Un siècle de Bollywood: invité d'honneur à Cannes à l'occasion de son centième anniversaire, le cinéma de Bombay se porte comme un jeune homme même si certains, en Inde, l'accusent de radoter en faisant des claquettes au mépris des réalités sociales.

Des claquettes, il en fera encore sur la Croisette au cours du 66e Festival de Cannes (11-22 mai) qui met l'Inde à l'honneur avec la projection de Bombay Talkies, une série de quatre courts métrages, et Bollywood, The Greatest Love Story EverTold (Bollywood, la plus belle histoire d'amour jamais contée), un long métrage montré hors compétition.

Avant Cannes, New Delhi ouvre ses salles obscures et ses musées pour célébrer «ce cinéma qui a contribué à fonder l'identité de l'Inde dans le monde et à faire de Bombay l'une des capitales mondiales de l'histoire du cinéma», comme le rappellent les organisateurs du festival.

Pour le producteur Skhekhar Kapoor, «qu'on l'identifie à quelque chose d'arrière-garde ou de définitivement moderne (...), on dit chez nous que c'est la seule culture capable de rassembler tous les Indiens».

Bollywood ne s'est jamais aussi bien porté: l'Inde a produit près de 1500 oeuvres l'an dernier et l'industrie du film devrait peser 3,6 milliards de dollars d'ici cinq ans, contre 2 milliards aujourd'hui, selon le cabinet KPMG.

Bollywood (B pour Bombay) est d'abord un cinéma populaire en hindi, en grande majorité des comédies musicales où l'on chante et l'on danse dans un décor volontiers coloré et fleuri, à un rythme effréné.

Hollywood au curry

Mais pour les puristes et les critiques issus des classes moyennes, Bollywood passe totalement à côté des évolutions sociétales qui ont marqué et marquent l'entrée de l'Inde dans le 3e millénaire.

«Il y a une tendance au rabais en termes de contenu. Je pense que nous souffrons de ce qu'on appelle une crise narrative», estime le réalisateur et producteur Mahesh Bhatt.
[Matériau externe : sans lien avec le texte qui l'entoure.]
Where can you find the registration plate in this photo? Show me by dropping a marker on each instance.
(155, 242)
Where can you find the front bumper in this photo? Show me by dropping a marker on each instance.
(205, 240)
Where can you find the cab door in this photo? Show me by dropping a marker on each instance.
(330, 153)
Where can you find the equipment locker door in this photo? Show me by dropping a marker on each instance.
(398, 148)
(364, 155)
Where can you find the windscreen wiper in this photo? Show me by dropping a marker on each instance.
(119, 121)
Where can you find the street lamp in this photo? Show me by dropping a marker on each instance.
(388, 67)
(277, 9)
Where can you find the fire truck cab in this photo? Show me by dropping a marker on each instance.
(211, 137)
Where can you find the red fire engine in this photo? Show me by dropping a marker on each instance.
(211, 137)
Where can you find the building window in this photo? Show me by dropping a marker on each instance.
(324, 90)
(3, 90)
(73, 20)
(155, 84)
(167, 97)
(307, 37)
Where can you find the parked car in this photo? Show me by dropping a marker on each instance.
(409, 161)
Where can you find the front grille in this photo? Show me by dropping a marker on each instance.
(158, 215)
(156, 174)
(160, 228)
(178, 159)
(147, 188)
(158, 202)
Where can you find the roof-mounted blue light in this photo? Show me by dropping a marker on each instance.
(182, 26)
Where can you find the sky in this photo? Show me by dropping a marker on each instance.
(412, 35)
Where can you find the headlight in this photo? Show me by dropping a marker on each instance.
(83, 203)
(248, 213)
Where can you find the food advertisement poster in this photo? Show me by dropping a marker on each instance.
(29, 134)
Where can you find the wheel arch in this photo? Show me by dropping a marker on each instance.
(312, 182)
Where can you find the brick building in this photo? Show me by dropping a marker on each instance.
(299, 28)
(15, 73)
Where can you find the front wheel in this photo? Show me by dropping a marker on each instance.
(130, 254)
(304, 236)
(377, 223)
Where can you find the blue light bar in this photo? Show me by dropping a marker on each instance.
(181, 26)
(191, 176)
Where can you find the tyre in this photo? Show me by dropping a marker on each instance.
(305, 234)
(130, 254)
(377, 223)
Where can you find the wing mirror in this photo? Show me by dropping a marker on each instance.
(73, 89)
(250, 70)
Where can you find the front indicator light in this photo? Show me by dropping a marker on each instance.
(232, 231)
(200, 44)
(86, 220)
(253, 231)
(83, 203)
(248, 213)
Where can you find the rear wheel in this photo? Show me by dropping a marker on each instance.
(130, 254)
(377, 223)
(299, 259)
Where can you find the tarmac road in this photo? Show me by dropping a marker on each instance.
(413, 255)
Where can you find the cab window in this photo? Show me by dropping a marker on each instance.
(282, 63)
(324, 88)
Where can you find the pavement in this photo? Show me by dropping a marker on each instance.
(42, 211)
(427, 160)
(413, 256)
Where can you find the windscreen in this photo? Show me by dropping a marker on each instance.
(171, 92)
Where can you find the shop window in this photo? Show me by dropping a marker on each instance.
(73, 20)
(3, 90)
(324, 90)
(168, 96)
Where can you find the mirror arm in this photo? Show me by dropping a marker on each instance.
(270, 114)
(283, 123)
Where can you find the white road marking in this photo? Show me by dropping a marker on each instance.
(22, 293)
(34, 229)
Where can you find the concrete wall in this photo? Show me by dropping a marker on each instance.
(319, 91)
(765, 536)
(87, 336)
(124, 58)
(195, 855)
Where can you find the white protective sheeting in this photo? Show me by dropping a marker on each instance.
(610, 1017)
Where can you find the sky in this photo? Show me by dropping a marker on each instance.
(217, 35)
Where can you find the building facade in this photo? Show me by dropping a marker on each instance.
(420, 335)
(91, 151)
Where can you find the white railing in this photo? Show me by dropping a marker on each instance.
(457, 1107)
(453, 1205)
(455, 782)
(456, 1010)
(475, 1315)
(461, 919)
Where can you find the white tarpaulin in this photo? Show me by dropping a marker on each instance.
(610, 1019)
L'acte de naissance de Bollywood est daté du 3 mai 1913. Le cinéma, alors, est muet. Son père, Dhundiraj Govind Phalke, adapte Le Mahabharata, une épopée sanscrite de la mythologie hindoue.

Son film, Raja Harishchandra, connaît un grand succès même si les personnages féminins sont joués par des hommes - le cinéma était une profession quasi interdite aux femmes.

Phalke fera une centaine de films avant d'être balayé par le cinéma parlant apparu dans les années 1930.

Pour beaucoup, les années 1950 ont consacré «l'âge d'or» du cinéma indien avec l'émergence de grands cinéastes et parmi eux, le plus grand, Satyajit Ray, venu pourtant non pas de Bombay mais des studios concurrents du Bengale occidental.

L'Inde tout juste indépendante (1948) se cherche un ciment, une identité post-coloniale.

Les années 1970 et 1980 vont voir le secteur gagner en professionnalisation et en productions plus commerciales. C'est le temps des «masala», ces films légers mêlant romantisme et action, chants et mélodrame, jusqu'à l'inévitable «happy end».

À la marge, des auteurs se réclament du cinéma réaliste, comme Arth de Mahesh Bhatt (1982), l'histoire d'une liaison adultère mettant en scène des rôles de femmes de caractère.

Le cinéma indien connaît une décennie difficile: télévision couleur, piratage et dépendance à l'argent mafieux menacent son essor.

Et puis l'économie indienne commence à s'ouvrir au début des années 1990. Les sources de financement se diversifient. Fox et Disney s'installent à Bombay. Dix ans plus tard, le cinéma indien est une industrie.

Riche, populaire, il doit désormais se réinventer, sortir des pas américains dans lesquels il marche un peu trop facilement, estiment certains.

Les classes moyennes, qui vivent en ville et voyagent à l'étranger, «veulent voir autre chose que des inepties qui plaisent aux conducteurs de rickshaws», assène l'acteur Rishi Kapoor.

Des cinéastes novateurs commencent à se faire un nom, comme Anurag Kashyap dont le Hindi indie fait actuellement le tour du monde des festivals.

Selon Raj Nidimoru, coréalisateur de Go Goa Gone, l'un des tout premiers films indiens de morts-vivants, le cinéma alternatif en Inde n'en est qu'à ses balbutiements.